An Obesity Renaissance?
Today, we can find websites supporting those with weight issues, such as the National Association to Advance Fat Acceptance (NAAFA), the Obesity Action Coalition, the Obesity Society, and many others. Many of the overweight do not see their condition as a disease or an illness and have struck out to create a more positive view of their body type for themselves, and others. Today, we are seeing an “obesity renaissance”.
Examples include numerous websites and TV programs:
Chubster is a sophisticated, GQ-esque website for overweight men (plus men of all sizes) to find their “personal style”
TV programs, such as TLC’s “My Big Fat Fabulous Life” celebrate the ups, and down, of being overweight and trying to lose weight
Curves and Chaos.com’s creator, Monique Frausto, hopes to inspire all women with her blog and “cruelty-free” fashion website
And Daily Venus Diva.com, a source for “plus size news, entertainment, and style for women with curves”

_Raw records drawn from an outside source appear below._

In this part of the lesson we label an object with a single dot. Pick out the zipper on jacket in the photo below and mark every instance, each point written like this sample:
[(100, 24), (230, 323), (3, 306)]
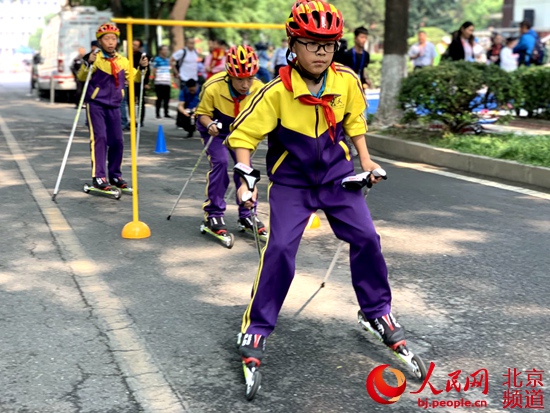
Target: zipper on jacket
[(317, 142)]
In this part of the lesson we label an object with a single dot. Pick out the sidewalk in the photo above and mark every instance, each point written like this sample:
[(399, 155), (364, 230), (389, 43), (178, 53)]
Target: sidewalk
[(522, 126), (475, 164)]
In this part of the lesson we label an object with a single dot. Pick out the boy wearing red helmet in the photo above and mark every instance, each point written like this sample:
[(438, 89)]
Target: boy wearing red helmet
[(306, 113), (103, 97), (222, 98)]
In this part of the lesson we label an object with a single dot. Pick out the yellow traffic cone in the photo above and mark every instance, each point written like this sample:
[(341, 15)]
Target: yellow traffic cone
[(314, 222)]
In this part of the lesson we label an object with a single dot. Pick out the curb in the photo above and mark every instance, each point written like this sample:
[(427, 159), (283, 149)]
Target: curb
[(447, 158), (474, 164)]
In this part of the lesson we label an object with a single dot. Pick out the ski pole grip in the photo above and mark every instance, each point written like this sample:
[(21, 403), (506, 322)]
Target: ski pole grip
[(247, 196), (377, 173)]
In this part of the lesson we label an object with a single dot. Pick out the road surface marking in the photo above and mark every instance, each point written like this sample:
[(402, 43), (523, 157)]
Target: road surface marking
[(149, 385)]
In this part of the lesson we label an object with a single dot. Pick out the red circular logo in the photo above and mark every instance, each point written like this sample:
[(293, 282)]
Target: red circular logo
[(376, 385)]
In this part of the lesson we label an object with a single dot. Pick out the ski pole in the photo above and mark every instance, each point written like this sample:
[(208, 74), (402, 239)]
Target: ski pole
[(219, 126), (140, 106), (71, 137)]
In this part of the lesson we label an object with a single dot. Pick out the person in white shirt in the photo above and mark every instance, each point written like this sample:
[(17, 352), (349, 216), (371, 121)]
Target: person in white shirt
[(509, 60), (422, 53), (185, 62)]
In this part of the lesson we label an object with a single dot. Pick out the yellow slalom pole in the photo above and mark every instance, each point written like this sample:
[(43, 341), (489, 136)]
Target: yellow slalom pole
[(189, 23), (134, 229)]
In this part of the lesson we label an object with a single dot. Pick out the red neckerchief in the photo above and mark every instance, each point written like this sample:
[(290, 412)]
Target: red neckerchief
[(237, 104), (330, 117)]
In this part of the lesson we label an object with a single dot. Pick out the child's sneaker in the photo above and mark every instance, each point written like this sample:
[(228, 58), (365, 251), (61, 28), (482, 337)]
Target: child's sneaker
[(101, 183), (247, 224), (216, 225), (393, 335), (118, 182)]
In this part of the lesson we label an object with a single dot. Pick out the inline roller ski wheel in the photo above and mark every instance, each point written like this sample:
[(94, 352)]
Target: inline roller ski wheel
[(112, 192), (413, 362), (127, 191), (227, 239), (253, 379), (243, 229)]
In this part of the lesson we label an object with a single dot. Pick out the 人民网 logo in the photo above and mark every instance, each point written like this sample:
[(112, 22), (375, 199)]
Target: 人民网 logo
[(377, 386)]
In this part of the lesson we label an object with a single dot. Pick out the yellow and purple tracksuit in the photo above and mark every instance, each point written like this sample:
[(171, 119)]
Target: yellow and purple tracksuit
[(103, 97), (306, 163), (219, 101)]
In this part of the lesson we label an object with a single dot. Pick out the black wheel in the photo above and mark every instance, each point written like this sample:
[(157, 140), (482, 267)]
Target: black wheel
[(421, 371), (251, 392), (231, 242)]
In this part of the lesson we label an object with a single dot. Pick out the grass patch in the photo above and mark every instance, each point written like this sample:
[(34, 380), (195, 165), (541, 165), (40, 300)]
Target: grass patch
[(526, 149)]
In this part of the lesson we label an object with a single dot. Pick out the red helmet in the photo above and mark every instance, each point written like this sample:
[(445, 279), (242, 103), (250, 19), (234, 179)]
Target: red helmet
[(107, 28), (241, 61), (316, 20)]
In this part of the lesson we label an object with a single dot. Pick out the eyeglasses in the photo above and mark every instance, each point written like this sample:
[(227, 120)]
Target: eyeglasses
[(315, 47)]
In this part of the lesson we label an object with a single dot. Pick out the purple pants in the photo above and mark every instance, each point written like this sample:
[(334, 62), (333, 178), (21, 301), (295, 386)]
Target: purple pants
[(351, 222), (106, 141), (217, 179)]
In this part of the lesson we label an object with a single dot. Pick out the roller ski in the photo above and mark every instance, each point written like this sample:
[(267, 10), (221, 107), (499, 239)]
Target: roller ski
[(215, 226), (388, 331), (246, 225), (251, 348), (100, 186), (122, 185)]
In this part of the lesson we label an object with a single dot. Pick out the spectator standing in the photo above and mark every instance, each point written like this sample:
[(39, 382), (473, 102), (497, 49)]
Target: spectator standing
[(422, 53), (188, 102), (278, 60), (75, 67), (493, 55), (357, 58), (527, 43), (185, 63), (462, 45), (137, 48), (509, 60), (163, 80)]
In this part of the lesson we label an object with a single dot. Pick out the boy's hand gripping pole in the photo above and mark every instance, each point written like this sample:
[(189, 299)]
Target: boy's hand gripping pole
[(192, 173), (251, 176), (71, 137), (356, 182), (143, 71)]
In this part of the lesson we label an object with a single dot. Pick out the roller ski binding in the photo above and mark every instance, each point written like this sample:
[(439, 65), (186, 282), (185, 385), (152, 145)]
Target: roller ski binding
[(100, 186), (252, 348), (122, 185), (247, 225), (389, 332), (215, 226)]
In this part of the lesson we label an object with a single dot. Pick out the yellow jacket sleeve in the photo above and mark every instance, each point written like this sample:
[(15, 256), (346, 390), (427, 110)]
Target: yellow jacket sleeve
[(258, 118), (355, 123)]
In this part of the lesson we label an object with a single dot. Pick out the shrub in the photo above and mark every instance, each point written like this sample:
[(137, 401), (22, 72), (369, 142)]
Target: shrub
[(535, 84), (450, 92)]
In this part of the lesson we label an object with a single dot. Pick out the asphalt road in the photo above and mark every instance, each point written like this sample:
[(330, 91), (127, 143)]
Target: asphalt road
[(150, 325)]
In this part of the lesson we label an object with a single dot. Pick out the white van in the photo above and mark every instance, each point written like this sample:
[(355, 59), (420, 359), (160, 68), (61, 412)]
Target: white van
[(67, 31)]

Plus sized models are becoming increasingly popular, a more realistic portrayal of today’s woman than the model-thin versions we're used to seeing. An April op-ed piece on the Business of Fashion website quotes Ivan Bart, president of IMG Models, “Fashion is making significant strides toward more diverse industry ideals of beauty”, a fascinating statement as modeling has traditionally been a hold out for accepting overweight models into their rank and file.
The world is changing but many feel these changes are not in a positive direction.

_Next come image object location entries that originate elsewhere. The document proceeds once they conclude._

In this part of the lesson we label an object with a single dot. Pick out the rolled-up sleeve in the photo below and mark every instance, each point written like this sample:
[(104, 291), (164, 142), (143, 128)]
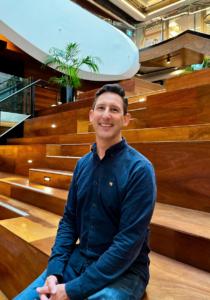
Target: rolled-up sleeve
[(66, 235), (136, 212)]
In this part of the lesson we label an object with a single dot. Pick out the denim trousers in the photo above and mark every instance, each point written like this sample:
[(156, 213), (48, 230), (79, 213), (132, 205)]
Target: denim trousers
[(128, 286)]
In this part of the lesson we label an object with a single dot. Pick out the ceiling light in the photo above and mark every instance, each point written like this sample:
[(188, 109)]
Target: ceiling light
[(173, 23), (134, 9), (153, 12), (173, 33), (165, 19), (194, 12)]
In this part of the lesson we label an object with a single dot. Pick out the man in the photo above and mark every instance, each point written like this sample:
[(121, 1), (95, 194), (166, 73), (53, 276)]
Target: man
[(110, 204)]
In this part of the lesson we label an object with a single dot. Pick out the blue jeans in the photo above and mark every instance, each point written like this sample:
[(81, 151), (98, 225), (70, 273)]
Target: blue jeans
[(128, 286)]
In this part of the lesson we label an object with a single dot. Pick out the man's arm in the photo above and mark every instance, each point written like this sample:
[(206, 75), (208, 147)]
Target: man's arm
[(136, 212), (66, 235)]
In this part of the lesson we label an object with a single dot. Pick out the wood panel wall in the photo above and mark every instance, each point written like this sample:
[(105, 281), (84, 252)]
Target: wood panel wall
[(189, 80), (65, 123)]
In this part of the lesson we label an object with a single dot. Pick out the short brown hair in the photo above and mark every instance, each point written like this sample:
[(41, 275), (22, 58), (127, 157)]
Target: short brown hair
[(116, 89)]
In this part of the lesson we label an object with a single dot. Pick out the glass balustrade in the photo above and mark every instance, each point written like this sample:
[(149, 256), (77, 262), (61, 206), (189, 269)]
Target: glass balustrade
[(15, 108)]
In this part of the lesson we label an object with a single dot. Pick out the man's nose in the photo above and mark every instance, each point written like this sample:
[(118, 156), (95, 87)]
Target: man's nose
[(106, 114)]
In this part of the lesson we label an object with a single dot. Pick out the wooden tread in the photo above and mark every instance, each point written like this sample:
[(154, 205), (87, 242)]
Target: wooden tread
[(181, 234), (57, 178), (175, 133), (133, 124), (2, 296), (62, 163), (172, 280)]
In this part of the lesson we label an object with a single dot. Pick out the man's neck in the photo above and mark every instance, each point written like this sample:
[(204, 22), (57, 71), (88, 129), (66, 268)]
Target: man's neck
[(103, 145)]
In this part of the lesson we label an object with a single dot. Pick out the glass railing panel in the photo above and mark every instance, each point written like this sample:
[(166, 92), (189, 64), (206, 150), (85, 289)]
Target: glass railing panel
[(14, 109), (12, 85)]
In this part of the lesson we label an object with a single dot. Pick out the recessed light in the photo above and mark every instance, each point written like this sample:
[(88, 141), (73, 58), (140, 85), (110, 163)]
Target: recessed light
[(47, 178)]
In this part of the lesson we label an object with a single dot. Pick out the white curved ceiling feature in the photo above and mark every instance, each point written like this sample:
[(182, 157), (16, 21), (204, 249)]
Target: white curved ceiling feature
[(37, 26)]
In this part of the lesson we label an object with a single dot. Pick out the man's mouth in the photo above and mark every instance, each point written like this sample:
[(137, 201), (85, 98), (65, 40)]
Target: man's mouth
[(105, 125)]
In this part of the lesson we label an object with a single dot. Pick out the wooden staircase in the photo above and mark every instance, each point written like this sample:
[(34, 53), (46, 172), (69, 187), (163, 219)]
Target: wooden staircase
[(172, 129)]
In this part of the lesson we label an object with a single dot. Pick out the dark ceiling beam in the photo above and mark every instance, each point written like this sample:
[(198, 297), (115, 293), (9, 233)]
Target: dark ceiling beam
[(93, 9), (3, 45), (108, 6)]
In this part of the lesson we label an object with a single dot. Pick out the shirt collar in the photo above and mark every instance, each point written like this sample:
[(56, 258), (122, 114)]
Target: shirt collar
[(113, 149)]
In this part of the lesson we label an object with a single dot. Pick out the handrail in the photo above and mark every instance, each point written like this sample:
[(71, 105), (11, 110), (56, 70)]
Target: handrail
[(7, 80), (32, 86), (26, 87)]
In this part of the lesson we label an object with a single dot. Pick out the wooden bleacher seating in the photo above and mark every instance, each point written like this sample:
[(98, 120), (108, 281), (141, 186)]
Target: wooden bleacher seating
[(172, 130)]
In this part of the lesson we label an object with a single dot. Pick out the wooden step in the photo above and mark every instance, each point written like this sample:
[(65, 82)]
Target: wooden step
[(194, 79), (62, 123), (21, 262), (181, 234), (175, 133), (143, 96), (65, 107), (133, 124), (2, 296), (133, 86), (75, 149), (173, 280), (62, 162), (4, 129), (68, 149), (50, 199), (137, 105), (182, 172), (54, 178)]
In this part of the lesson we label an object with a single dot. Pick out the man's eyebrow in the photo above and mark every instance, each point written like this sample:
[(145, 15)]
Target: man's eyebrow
[(112, 105)]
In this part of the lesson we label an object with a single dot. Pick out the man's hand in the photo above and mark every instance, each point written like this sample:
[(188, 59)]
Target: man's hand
[(49, 288), (60, 294)]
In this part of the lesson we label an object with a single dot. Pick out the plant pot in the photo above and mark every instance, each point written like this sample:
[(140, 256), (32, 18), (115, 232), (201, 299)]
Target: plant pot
[(67, 94)]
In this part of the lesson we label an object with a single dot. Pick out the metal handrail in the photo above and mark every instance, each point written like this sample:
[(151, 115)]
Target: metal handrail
[(32, 86), (7, 79)]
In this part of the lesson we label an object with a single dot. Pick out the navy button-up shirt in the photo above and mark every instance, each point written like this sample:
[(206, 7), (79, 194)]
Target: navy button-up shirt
[(109, 207)]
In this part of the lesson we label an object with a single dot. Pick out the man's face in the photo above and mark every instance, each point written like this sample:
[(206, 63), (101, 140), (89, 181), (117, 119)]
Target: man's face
[(108, 116)]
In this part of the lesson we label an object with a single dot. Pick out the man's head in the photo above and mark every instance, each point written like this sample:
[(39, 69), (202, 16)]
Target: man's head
[(116, 89), (109, 113)]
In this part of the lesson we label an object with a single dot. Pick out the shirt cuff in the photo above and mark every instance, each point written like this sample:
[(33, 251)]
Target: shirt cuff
[(74, 290), (55, 268)]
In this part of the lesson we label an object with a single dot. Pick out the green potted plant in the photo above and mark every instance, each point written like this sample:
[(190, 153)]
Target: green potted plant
[(66, 62)]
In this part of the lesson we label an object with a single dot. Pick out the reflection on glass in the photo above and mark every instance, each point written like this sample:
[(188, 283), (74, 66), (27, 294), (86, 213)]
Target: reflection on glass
[(14, 108)]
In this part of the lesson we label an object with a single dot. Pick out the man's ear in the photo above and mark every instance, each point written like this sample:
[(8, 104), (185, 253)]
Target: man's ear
[(126, 119), (91, 115)]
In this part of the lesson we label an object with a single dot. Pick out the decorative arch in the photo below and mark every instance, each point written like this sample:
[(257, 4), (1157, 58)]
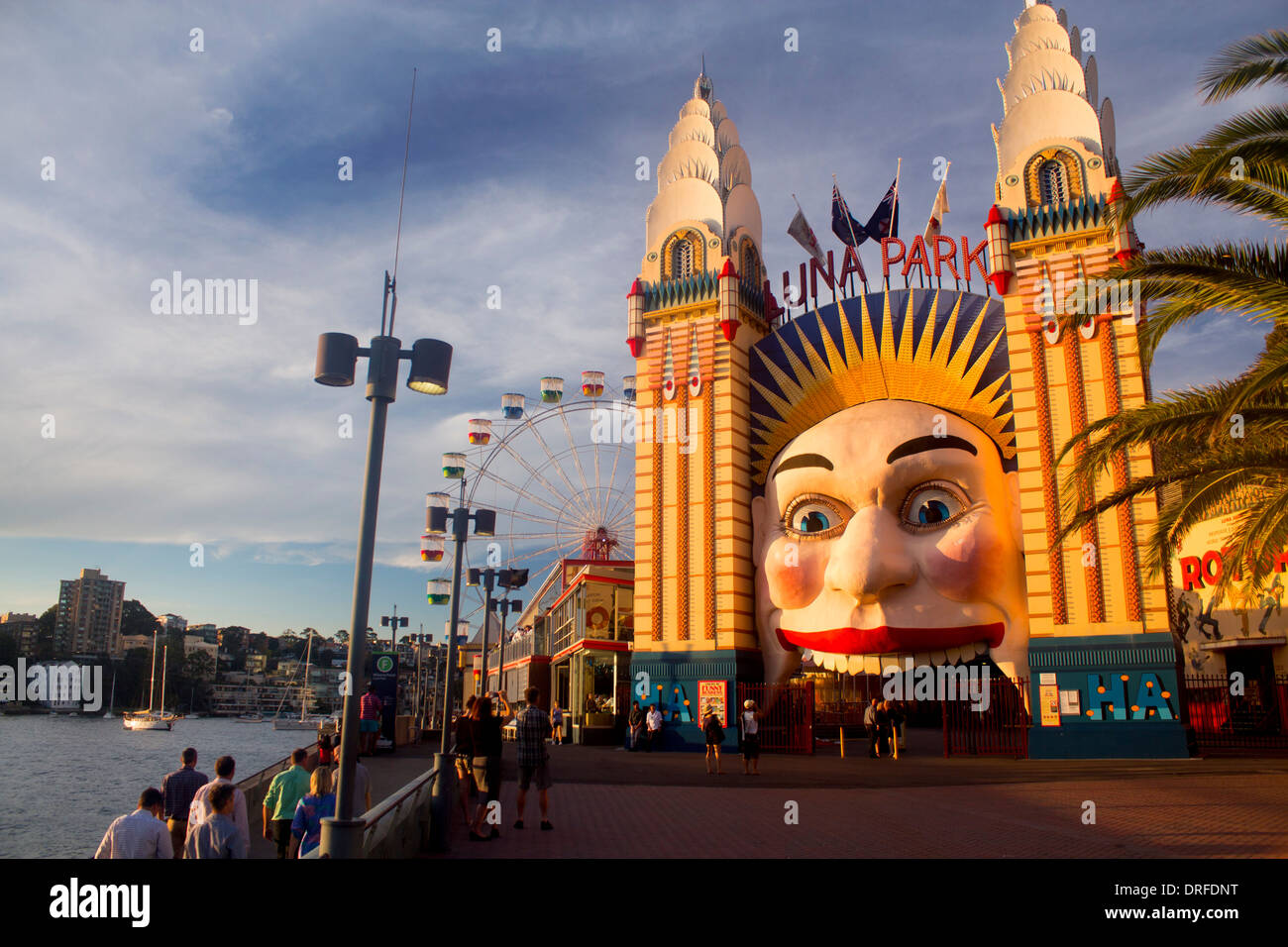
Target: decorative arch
[(748, 262), (1054, 175), (683, 254)]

Not everyone is happy with obesity acceptance and an obesity backlash (dubbed te "obesity war") is taking place in many countries. Websites are describing the backlash in terms of warfare. Medical websites describe the enormous cost and strain to healthcare systems worldwide while others are just generally angry.
Alfonso Moretti, “The Angry Trainer” says, in a 2012 article, “I’m all for diversity but honestly I don’t think we should be celebrating obesity or portraying these kind of body weights as healthy and happy…” and The Atlantic attempts to make a case for “shaming” the obese, “tastefully…through socially motivated self-hatred”, in a 2013 article.

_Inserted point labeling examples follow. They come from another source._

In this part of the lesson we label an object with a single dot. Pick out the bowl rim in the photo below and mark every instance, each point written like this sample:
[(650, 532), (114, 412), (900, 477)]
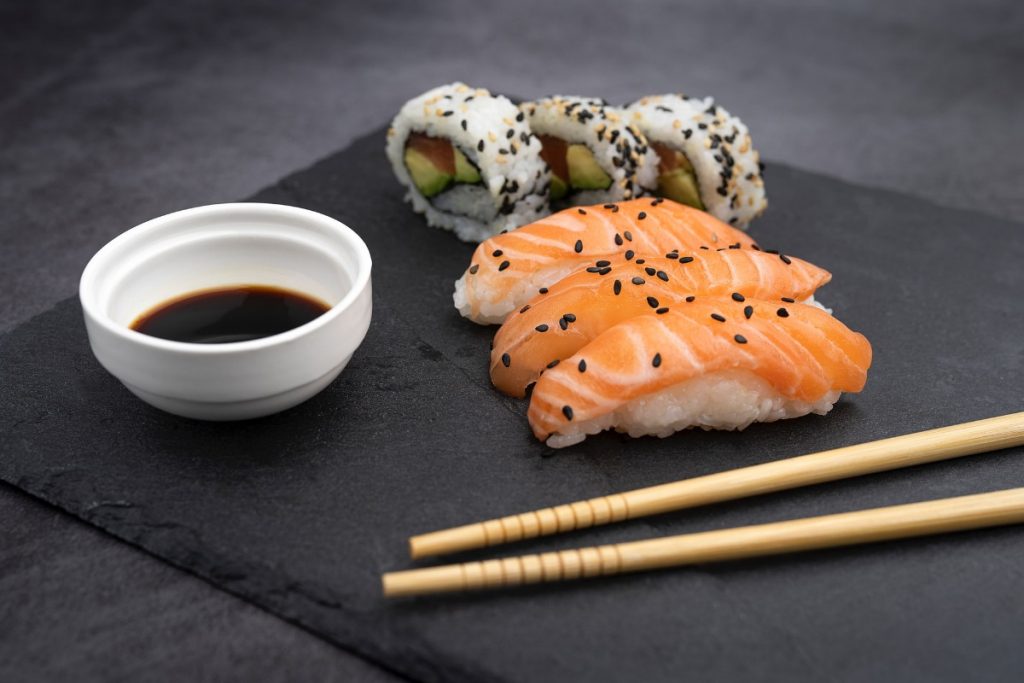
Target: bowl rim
[(87, 283)]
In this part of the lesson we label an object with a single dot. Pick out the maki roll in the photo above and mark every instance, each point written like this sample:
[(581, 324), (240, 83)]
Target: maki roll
[(595, 155), (469, 162), (706, 157)]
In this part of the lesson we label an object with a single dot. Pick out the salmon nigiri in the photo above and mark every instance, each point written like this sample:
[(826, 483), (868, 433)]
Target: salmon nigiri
[(574, 310), (702, 364), (508, 269)]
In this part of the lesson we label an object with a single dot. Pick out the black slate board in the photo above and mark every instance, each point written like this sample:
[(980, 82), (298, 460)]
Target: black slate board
[(301, 512)]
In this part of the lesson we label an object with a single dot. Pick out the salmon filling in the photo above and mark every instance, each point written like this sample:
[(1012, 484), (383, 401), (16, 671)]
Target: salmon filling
[(435, 165)]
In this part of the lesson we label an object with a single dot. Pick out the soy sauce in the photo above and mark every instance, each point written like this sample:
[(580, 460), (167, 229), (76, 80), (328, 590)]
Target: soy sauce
[(230, 314)]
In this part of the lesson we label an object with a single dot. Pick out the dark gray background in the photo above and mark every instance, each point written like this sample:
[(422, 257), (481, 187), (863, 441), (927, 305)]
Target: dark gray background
[(113, 113)]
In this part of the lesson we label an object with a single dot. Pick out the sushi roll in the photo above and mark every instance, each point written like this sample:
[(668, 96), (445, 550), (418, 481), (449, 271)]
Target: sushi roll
[(595, 155), (578, 308), (468, 161), (507, 270), (706, 158), (704, 364)]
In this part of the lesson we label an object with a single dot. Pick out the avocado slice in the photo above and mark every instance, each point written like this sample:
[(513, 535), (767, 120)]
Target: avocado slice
[(676, 179), (680, 185), (584, 170), (429, 179), (464, 169)]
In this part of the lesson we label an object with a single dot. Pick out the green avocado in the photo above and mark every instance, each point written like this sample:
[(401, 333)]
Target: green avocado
[(680, 185), (558, 187), (427, 177), (464, 169), (584, 171)]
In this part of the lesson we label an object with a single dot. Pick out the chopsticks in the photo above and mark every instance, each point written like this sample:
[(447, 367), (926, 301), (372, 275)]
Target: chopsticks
[(901, 521), (890, 454)]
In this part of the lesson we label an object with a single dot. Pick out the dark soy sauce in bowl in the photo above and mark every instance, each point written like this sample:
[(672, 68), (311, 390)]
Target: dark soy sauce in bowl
[(229, 314)]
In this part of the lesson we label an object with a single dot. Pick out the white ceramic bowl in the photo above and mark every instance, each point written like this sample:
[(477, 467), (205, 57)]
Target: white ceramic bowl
[(217, 246)]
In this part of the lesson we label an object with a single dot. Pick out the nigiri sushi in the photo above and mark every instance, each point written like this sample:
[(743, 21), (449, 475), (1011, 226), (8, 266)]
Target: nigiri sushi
[(704, 364), (578, 308), (508, 269)]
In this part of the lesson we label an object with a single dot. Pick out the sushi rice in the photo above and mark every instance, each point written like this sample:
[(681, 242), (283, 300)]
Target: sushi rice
[(717, 144), (619, 147)]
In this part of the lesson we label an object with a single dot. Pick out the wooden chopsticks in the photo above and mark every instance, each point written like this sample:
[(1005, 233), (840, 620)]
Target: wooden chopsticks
[(901, 521), (953, 514), (890, 454)]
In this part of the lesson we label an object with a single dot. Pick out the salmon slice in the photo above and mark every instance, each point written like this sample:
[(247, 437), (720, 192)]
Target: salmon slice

However, the National Association of Anorexia and Associated Disorders (ANAD) asks a question, in a 2013 newsletter: should we be at “war” with obesity? They posit a very valid notion that using extreme terminology only incites fear, extreme attitudes and behaviors that can lead to the “(loss) of scientific focus and stray into fear based and unsafe tactics," tactics such as extreme diets, cleanses, and (as we saw in the above example) “stigmatizing and shame-based campaigns”.
The ANAD suggests, instead of using extremes, that we return to our knowledge of obesity at the most fundamental level and treat obesity for what it really is—a medical disease (according to a recent designation by the AMA) that has genetic roots and for which a cure might be found.
And the majority of the obese population would agree that it would be better for their health and happiness that a more “normalized” weight is preferable to being obese.